Anam Malik, MD
Allentown, Pennsylvania
Anam Malik, MD, Reema Vaze, MD, Ricky Buckshaw, DO, Eric Nellis, MD, Hiral Shah, MD
Lehigh Valley Health Network, Allentown, PA
Introduction: Cytomegalovirus ( CMV) is a member of the family of herpes virus, which persists for life after a primary infection. It is known to cause colitis in both immunocompromised and immunocompetent hosts. This virus is prevalent in about 50 %-80% of the general adult population. CMV enters a latency phase after initial infection. Reactivation can occur anywhere along the gastrointestinal tract. The colonic mucosa is the most common site of reactivation. Clinical, endoscopic, and histological appearance of CMV colitis can mimic inflammatory bowel disease. Given this circumstance is it important to avoid misdiagnosis and mismanagement of CMV colitis given high morbidity associated with it.
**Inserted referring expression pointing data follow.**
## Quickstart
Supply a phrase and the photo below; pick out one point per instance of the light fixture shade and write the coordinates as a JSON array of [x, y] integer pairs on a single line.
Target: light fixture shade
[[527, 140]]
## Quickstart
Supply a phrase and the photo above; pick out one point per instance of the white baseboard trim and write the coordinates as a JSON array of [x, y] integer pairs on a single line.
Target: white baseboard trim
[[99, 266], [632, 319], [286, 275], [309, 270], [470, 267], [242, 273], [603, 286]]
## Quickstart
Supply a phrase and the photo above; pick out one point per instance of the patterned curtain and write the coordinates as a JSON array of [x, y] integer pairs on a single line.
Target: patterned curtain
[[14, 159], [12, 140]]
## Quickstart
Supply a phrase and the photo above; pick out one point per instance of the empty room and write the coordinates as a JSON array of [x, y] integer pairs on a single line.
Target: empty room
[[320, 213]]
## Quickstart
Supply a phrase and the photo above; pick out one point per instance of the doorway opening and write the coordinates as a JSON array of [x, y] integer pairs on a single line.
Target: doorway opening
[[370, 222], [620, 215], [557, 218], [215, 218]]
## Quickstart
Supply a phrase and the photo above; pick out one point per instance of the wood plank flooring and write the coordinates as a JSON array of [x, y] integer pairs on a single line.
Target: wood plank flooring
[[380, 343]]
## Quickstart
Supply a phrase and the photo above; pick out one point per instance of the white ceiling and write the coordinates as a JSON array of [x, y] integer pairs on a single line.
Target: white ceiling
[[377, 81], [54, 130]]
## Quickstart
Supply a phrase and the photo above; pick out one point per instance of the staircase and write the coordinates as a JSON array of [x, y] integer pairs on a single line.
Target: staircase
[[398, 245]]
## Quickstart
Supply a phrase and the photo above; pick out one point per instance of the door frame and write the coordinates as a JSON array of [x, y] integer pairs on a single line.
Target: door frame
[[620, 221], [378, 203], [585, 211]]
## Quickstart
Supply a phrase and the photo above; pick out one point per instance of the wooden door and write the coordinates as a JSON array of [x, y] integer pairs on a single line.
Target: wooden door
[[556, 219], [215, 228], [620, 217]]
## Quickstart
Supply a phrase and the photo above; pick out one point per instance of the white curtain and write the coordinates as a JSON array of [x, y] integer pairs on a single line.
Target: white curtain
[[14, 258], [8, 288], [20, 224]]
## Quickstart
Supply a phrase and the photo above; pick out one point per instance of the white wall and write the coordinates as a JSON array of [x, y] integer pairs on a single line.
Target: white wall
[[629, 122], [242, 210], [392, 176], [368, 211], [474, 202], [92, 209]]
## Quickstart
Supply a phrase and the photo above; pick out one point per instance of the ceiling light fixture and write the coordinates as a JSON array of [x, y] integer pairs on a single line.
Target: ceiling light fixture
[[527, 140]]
Case Description/Methods: A 59-year-old female with rheumatoid arthritis on chronic steroids and recently prescribed leflunomide presented with a diffuse rash, stomatitis, eosinophilic dominant leukocytosis, and severe diarrhea. A skin biopsy confirmed the diagnosis of drug reaction with eosinophilia and systemic symptoms (DRESS). The patient’s diarrhea worsened despite negative comprehensive stool panel, clostridium difficile toxin and stool ova/parasites. A CT abdomen revealed diffuse colitis, and as a result the patient underwent flexible sigmoidoscopy showing circumferential colitis with ulcerations (Figure 1). Biopsies taken from the distal colon confirmed Cytomegalovirus (CMV) by viral inclusion bodies seen on hematoxylin-eosin staining (Figure 2). The patient was initiated on IV ganciclovir, however expired after developing septic shock.
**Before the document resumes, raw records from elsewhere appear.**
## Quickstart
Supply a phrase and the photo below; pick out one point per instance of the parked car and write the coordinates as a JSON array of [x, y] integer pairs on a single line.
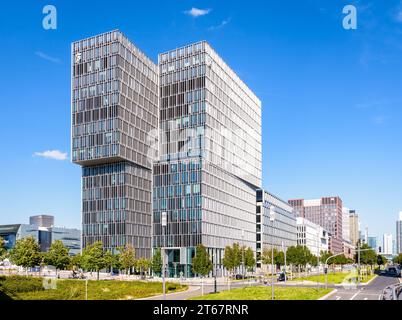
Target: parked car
[[282, 276]]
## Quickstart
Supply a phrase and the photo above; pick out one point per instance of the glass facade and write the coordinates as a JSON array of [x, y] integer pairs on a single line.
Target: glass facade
[[209, 156], [114, 137], [281, 233]]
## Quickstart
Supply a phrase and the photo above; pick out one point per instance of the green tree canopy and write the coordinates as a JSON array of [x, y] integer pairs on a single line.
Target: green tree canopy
[[249, 260], [57, 256], [94, 258], [157, 261], [202, 264], [398, 259], [26, 253], [142, 265], [367, 256], [127, 257], [232, 257]]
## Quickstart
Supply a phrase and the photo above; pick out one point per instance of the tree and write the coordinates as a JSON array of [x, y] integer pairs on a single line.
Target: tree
[[202, 264], [94, 258], [75, 261], [142, 265], [3, 249], [26, 253], [324, 255], [57, 256], [232, 257], [127, 257], [398, 259], [279, 257], [157, 262], [381, 260], [368, 256], [249, 260]]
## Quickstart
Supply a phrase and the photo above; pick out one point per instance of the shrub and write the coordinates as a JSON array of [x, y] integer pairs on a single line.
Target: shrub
[[15, 284]]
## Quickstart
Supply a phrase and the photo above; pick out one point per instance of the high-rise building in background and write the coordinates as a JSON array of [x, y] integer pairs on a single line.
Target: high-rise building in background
[[345, 224], [387, 244], [354, 227], [312, 236], [42, 229], [372, 242], [326, 212], [114, 123], [279, 233], [399, 234], [210, 157]]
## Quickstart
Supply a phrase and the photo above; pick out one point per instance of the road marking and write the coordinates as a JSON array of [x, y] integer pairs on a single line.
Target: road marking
[[355, 295]]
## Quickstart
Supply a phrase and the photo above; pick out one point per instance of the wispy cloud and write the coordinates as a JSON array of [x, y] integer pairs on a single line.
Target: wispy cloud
[[195, 12], [222, 24], [44, 56], [52, 154]]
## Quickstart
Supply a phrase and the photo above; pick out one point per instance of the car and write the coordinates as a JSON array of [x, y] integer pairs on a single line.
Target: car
[[393, 272], [282, 276]]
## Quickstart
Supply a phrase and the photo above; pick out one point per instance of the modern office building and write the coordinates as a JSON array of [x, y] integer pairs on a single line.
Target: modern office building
[[399, 234], [345, 224], [326, 212], [372, 242], [42, 220], [312, 236], [387, 244], [70, 237], [210, 157], [279, 233], [114, 124], [354, 227]]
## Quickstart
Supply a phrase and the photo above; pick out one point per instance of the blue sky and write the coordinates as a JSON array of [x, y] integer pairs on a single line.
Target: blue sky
[[332, 98]]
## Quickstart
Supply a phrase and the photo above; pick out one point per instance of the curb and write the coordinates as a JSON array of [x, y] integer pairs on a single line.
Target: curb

Discussion: Gastrointestinal (GI) disease caused by CMV is diagnosed on the presence of clinical symptoms, viral inclusion bodies on biopsy, and endoscopically visualized ulcers. The most common sites of CMV related GI involvement is the esophagus and colon. Biopsy with immunohistochemical testing using monoclonal antibodies against CMV is considered the gold standard (Figure 3). Owl’s eye inclusion bodies on staining are highly specific for infection with CMV. The gastrointestinal tract is thought to contain latent CMV after a primary infection This case highlights the importance of recognizing the risks of long term medical treatment with immunomodulatory drugs such as leflunomide or corticosteroids, including local reactivation of a latent virus as in our patient.
Citation: Anam Malik, MD, Reema Vaze, MD, Ricky Buckshaw, DO, Eric Nellis, MD, Hiral Shah, MD. P1090 - A CASE OF CMV COLITIS SEEN IN DRESS. Program No. P1090. ACG 2019 Annual Scientific Meeting Abstracts. San Antonio, Texas: American College of Gastroenterology.